The other week Ed, myself, and four other assorted fly fishermen, mostly guides and fishing company reps, all piled on to Makani’s boat for a day of fly fishing free-for-all. Seven people was definitely pushing the limits of the boat but after some careful weight distribution we successfully navigated out to the flat.
We all sort of waded our separate directions and fished through a very low tide. The flats were active with all kinds of fish. I think between everyone we saw about seven BIG giant trevally cruising by. Some people (mostly Ed and John Sherman) managed to hook some bonefish, too.

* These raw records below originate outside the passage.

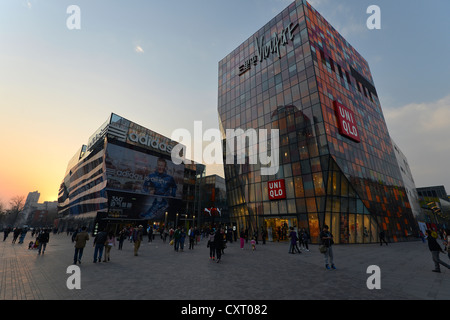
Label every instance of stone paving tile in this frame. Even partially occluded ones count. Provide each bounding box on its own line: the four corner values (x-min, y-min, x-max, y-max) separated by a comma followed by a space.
0, 234, 450, 301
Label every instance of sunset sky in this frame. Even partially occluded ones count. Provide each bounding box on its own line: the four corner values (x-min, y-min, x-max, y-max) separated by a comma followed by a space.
0, 0, 450, 206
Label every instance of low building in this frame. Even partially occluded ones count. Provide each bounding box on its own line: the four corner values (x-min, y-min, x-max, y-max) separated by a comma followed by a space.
58, 113, 205, 232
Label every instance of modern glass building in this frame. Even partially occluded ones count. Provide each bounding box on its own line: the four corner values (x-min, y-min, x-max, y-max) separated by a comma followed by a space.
218, 0, 418, 243
58, 113, 205, 234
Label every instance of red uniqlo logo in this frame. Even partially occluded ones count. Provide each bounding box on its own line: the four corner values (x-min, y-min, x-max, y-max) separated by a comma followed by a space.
334, 101, 361, 142
268, 179, 286, 200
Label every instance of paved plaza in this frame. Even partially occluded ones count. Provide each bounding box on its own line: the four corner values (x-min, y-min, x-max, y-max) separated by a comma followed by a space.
0, 233, 450, 300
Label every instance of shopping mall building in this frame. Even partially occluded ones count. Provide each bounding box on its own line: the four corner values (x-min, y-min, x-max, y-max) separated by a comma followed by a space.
218, 0, 418, 243
58, 113, 205, 231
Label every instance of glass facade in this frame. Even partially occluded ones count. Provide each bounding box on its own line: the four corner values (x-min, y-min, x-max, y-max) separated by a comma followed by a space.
218, 1, 417, 243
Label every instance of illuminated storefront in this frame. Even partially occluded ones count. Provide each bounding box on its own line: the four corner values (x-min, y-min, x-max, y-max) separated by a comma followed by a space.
218, 0, 418, 243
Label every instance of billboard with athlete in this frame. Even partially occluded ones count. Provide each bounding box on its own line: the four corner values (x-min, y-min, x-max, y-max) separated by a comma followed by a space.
105, 143, 184, 220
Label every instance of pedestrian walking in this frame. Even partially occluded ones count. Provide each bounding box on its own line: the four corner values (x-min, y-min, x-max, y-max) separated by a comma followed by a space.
379, 230, 388, 246
180, 228, 186, 252
103, 232, 116, 262
132, 225, 143, 256
445, 229, 450, 259
163, 228, 169, 243
319, 225, 336, 270
73, 227, 89, 264
419, 231, 427, 243
214, 227, 224, 263
289, 227, 302, 254
239, 230, 245, 250
426, 230, 450, 273
188, 227, 195, 250
92, 230, 108, 263
12, 228, 22, 243
19, 227, 28, 244
250, 237, 256, 251
3, 228, 11, 241
207, 229, 216, 261
148, 226, 153, 242
299, 228, 310, 251
118, 228, 128, 250
36, 229, 50, 255
173, 226, 181, 252
253, 229, 259, 244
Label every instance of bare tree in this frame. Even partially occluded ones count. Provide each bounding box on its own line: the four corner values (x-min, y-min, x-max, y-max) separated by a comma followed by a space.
9, 196, 25, 214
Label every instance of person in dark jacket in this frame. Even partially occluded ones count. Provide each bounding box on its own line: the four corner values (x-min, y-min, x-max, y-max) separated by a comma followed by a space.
214, 227, 223, 263
427, 230, 450, 272
319, 225, 336, 270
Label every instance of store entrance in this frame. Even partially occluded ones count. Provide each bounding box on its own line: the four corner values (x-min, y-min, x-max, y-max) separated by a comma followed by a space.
264, 217, 297, 242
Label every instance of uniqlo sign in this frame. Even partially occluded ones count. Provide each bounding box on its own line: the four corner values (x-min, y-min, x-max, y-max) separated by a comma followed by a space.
334, 101, 361, 142
268, 179, 286, 200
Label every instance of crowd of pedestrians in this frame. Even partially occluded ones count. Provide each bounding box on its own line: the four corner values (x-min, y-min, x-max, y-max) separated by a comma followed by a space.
3, 225, 450, 273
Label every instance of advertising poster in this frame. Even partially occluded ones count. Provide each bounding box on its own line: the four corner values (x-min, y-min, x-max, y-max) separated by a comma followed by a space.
105, 144, 184, 220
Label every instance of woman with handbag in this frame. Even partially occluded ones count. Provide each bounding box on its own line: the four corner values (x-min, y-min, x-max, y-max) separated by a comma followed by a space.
319, 225, 336, 270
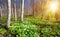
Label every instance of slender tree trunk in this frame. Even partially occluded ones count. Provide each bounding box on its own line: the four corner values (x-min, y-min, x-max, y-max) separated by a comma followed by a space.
21, 0, 24, 22
14, 3, 17, 21
12, 8, 14, 19
7, 0, 11, 29
0, 7, 2, 18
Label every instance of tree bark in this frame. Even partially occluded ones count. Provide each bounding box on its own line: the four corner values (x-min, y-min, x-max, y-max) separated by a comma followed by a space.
0, 7, 2, 18
14, 3, 17, 21
21, 0, 24, 22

As the water came up I made my way into the mangroves. I was confident in the fly I was using, an orange shrimp (the same fly I mentioned in my last post). It was getting a lot of looks from hungry bonefish, but I just couldn’t seem to connect. Eventually I found myself walking with Ed along a narrow strip between the mangroves and a deep channel. I watched Ed hook and lose one fish, and I managed to spook a couple more. When we finally turned back Ed shook his head and said he was beat. I was too, we had been wading in the sun for hours. But in true fashion, after only about two minutes, Ed got that hungry look again and said he was going to look for fish along the edge of the trees. I continued on about halfway between the channel and the trees. I moved past a small mangrove and spotted a fish rooting in the mud about twenty feet away. I made a quick cast and waited until it came up and started moving again, almost perfectly perpendicular to my line. I paused for a beat and then twitched the fly. The fish darted forward and dipped down and I was hooked.
Surprisingly, the fish didn’t run for deep water but turned towards the shallows and swam straight for Ed. It was a good thing he was there too, because the fish was too big for me to get a picture by myself. I was also impressed that the fish had completely inhaled the little orange fly!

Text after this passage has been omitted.